'Ballast of our lives'
LINCOLN — Rachel Perry Welty captures and culls the utterly disposable, crafting it into conceptual art that asks us to examine who we are, what we value, and the traces we leave in our wake. In Welty’s first solo show, “Rachel Perry Welty 24/7’’ at the DeCordova Sculpture Park + Museum, “Karaoke Wrong Number (2005-2009)’’ has her on video, lip-synching messages left on her answering machine. “Deaccession Project’’ documents her ridding herself of an object each day. Then there are Welty go-tos, the stuff of several pieces: twist-ties, fruit stickers, and advertising circulars. The artist, 48, lives in Gloucester and New York.
Q. You’re starting with stuff that we don’t even think about when we see it.
A. I’ve always been interested in the overlooked. In order to get on with life we look over and look past these things, these experiences. When you think about it, it’s really these small moments that make up most of our life. We’re not engaged in deep despair most of the time. We’re not engaged in incredible, ecstatic joy most of the time. So, really, I think of it as the ballast for our lives, these small moments.
Q. It feels somehow intimate.
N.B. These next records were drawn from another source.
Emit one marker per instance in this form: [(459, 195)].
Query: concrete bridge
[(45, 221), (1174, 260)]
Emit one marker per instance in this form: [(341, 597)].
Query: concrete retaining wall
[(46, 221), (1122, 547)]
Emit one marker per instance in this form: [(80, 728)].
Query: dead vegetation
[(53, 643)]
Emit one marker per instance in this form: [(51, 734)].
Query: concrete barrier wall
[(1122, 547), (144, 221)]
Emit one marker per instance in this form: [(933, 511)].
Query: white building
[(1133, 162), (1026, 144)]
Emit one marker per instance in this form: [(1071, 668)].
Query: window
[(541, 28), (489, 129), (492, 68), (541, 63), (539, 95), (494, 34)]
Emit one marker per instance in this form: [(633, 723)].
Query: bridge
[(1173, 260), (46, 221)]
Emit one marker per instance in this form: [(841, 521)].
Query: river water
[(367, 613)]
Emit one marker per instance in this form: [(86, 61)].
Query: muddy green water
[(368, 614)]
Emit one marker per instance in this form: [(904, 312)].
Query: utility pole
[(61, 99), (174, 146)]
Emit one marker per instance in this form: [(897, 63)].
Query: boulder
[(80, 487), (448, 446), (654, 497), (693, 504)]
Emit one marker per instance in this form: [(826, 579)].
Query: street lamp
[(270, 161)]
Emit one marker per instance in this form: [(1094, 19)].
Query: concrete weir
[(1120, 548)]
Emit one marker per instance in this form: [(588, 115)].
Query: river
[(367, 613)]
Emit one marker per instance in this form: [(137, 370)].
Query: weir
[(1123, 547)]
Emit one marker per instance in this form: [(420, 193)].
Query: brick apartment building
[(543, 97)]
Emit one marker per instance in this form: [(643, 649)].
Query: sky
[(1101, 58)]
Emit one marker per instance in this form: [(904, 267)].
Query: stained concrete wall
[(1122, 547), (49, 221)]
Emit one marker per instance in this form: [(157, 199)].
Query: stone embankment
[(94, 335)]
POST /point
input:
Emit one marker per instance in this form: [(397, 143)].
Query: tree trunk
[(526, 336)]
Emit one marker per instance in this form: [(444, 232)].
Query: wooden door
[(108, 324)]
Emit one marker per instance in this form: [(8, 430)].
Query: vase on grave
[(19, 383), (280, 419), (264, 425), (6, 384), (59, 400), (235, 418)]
Partly because a lot of the stuff you’re working with is small. But also because it’s so ordinary.
A. It is. And it is very personal. Privacy is an issue I’m interested in. The karaoke wrong number video is dealing with that. People are leaving their information for me, not knowing. They are just making the assumption that that information is going to get to the right place. It’s sort of poignant. We shed information as we move through our lives, and we don’t necessarily think about where it goes and what happens to it. Then, I’m doing something with it. I’m using it.
Q. Have you heard from any of the people who have left you a message?
A. I got a phone message from someone, and all I heard were the first few words. “Hello Rachel. My name is Ryan.’’ I just about fell off my chair. He went on to explain that he’d been at the ICA with his girlfriend, and they saw the video, and my heart sank. I thought, he’s going to sue me, or be really annoyed. And he burst out laughing. One of the messages was meant for him.
Q. You worked in advertising before you went to art school. Did that influence what you do now?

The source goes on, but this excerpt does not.